Signed-off-by: Sowmini Varadhan <sowmini.varadhan@oracle.com>
Acked-by: Santosh Shilimkar <santosh.shilimkar@oracle.com>
Signed-off-by: David S. Miller <davem@davemloft.net>
---
 net/rds/tcp.c | 25 +------------------------
 1 file changed, 1 insertion(+), 24 deletions(-)

diff --git a/net/rds/tcp.c b/net/rds/tcp.c
index 6b7ee71f40c63..222cc530e5b5d 100644
--- a/net/rds/tcp.c
+++ b/net/rds/tcp.c
@@ -495,27 +495,6 @@ static struct pernet_operations rds_tcp_net_ops = {
 	.size = sizeof(struct rds_tcp_net),
 };
 
-/* explicitly send a RST on each socket, thereby releasing any socket refcnts
- * that may otherwise hold up netns deletion.
- */
-static void rds_tcp_conn_paths_destroy(struct rds_connection *conn)
-{
-	struct rds_conn_path *cp;
-	struct rds_tcp_connection *tc;
-	int i;
-	struct sock *sk;
-
-	for (i = 0; i < RDS_MPATH_WORKERS; i++) {
-		cp = &conn->c_path[i];
-		tc = cp->cp_transport_data;
-		if (!tc->t_sock)
-			continue;
-		sk = tc->t_sock->sk;
-		sk->sk_prot->disconnect(sk, 0);
-		tcp_done(sk);
-	}
-}
-
 static void rds_tcp_kill_sock(struct net *net)
 {
 	struct rds_tcp_connection *tc, *_tc;
@@ -535,10 +514,8 @@ static void rds_tcp_kill_sock(struct net *net)
 			list_move_tail(&tc->t_tcp_node, &tmp_list);
 	}
 	spin_unlock_irq(&rds_tcp_conn_lock);
-	list_for_each_entry_safe(tc, _tc, &tmp_list, t_tcp_node) {
-		rds_tcp_conn_paths_destroy(tc->t_cpath->cp_conn);
+	list_for_each_entry_safe(tc, _tc, &tmp_list, t_tcp_node)
 		rds_conn_destroy(tc->t_cpath->cp_conn);
-	}
 }
 
 void *rds_tcp_listen_sock_def_readable(struct net *net)

From 681648e67d43cf269c5590ecf021ed481f4551fc Mon Sep 17 00:00:00 2001
From: Sowmini Varadhan <sowmini.varadhan@oracle.com>
Date: Thu, 30 Nov 2017 11:11:28 -0800
Subject: [PATCH 2/3] rds: tcp: correctly sequence cleanup on netns deletion.
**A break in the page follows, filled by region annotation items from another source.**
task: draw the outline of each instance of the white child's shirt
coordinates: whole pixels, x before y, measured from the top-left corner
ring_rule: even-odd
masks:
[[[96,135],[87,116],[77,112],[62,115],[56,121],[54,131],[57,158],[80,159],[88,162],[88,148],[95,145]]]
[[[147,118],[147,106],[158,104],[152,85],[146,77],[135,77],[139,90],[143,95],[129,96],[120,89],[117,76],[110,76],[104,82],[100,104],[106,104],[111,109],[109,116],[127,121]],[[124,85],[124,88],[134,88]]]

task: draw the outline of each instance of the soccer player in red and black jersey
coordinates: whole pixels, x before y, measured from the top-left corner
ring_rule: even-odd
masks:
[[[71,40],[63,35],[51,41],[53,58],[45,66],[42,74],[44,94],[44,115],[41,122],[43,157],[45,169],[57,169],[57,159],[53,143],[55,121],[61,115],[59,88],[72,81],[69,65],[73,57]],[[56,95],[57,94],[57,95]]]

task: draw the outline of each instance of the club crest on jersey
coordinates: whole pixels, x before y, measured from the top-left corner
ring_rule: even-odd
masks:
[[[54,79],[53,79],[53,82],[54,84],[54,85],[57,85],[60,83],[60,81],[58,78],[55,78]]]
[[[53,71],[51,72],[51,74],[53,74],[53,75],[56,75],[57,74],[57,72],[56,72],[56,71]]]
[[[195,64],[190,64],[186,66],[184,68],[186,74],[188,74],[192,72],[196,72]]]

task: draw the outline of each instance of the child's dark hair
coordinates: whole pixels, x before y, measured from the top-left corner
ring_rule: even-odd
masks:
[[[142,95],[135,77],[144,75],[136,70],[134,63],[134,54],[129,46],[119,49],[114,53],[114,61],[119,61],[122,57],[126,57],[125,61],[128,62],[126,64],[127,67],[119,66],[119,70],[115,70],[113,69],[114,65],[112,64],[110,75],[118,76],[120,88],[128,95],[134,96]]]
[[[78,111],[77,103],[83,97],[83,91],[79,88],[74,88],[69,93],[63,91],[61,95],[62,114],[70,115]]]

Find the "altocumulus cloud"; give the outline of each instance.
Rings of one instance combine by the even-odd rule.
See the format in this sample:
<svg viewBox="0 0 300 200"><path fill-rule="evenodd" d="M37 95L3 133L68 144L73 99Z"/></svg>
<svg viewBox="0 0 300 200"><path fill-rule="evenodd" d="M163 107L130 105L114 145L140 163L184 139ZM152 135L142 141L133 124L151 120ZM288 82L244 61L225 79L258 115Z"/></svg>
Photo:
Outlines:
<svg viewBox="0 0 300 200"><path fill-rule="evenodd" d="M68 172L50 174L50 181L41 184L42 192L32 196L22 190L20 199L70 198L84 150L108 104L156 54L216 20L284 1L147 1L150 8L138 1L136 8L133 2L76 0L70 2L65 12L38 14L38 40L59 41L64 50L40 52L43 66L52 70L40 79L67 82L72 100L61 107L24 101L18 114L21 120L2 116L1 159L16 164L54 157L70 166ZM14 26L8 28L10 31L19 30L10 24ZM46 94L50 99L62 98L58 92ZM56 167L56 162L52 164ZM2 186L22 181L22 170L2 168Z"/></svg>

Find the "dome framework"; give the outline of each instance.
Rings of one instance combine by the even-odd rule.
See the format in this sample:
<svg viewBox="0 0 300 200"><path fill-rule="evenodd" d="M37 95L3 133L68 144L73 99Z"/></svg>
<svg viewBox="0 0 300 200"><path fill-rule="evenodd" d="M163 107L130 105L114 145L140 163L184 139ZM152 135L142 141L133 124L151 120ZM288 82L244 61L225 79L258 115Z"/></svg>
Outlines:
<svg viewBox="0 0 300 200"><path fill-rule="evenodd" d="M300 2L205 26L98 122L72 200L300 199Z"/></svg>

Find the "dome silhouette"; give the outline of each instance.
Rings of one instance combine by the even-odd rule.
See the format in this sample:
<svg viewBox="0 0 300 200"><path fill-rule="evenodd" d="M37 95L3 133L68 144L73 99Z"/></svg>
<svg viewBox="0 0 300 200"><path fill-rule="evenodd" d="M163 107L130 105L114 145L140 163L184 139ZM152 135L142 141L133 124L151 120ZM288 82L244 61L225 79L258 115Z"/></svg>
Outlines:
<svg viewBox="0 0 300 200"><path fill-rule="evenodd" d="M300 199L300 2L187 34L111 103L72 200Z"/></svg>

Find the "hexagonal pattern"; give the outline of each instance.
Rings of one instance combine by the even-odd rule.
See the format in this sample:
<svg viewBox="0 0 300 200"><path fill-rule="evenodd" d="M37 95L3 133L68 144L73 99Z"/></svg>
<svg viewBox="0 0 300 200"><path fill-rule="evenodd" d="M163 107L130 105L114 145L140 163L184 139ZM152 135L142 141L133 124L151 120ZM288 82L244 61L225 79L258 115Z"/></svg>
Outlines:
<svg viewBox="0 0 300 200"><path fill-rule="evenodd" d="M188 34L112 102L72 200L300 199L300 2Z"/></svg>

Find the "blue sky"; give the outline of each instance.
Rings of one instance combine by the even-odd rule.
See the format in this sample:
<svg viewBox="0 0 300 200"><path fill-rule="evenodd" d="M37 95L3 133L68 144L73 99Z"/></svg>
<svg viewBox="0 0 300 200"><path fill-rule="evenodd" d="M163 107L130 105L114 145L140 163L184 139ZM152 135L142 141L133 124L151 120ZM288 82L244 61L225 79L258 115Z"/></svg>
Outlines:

Commit 8edc3affc077 ("rds: tcp: Take explicit refcounts on struct net")
introduces a regression in rds-tcp netns cleanup. The cleanup_net(),
(and thus rds_tcp_dev_event notification) is only called from put_net()
when all netns refcounts go to 0, but this cannot happen if the
rds_connection itself is holding a c_net ref that it expects to
release in rds_tcp_kill_sock.

Instead, the rds_tcp_kill_sock callback should make sure to
tear down state carefully, ensuring that the socket teardown
is only done after all data-structures and workqs that depend
on it are quiesced.

The original motivation for commit 8edc3affc077 ("rds: tcp: Take explicit
refcounts on struct net") was to resolve a race condition reported by
syzkaller where workqs for tx/rx/connect were triggered after the
namespace was deleted. Those worker threads should have been
cancelled/flushed before socket tear-down and indeed,
rds_conn_path_destroy() does try to sequence this by doing
     /* cancel cp_send_w */
     /* cancel cp_recv_w */
     /* flush cp_down_w */
     /* free data structures */
Here the "flush cp_down_w" will trigger rds_conn_shutdown and thus
invoke rds_tcp_conn_path_shutdown() to close the tcp socket, so that
we ought to have satisfied the requirement that "socket-close is
done after all other dependent state is quiesced". However,
rds_conn_shutdown has a bug in that it *always* triggers the reconnect
workq (and if connection is successful, we always restart tx/rx
workqs so with the right timing, we risk the race conditions reported
by syzkaller).

Netns deletion is like module teardown- no need to restart a
reconnect in this case. We can use the c_destroy_in_prog bit
to avoid restarting the reconnect.

Fixes: 8edc3affc077 ("rds: tcp: Take explicit refcounts on struct net")
Signed-off-by: Sowmini Varadhan <sowmini.varadhan@oracle.com>
Acked-by: Santosh Shilimkar <santosh.shilimkar@oracle.com>
Signed-off-by: David S. Miller <davem@davemloft.net>
---
 net/rds/connection.c | 3 ++-
 net/rds/rds.h        | 6 +++---
 net/rds/tcp.c        | 4 ++--
 3 files changed, 7 insertions(+), 6 deletions(-)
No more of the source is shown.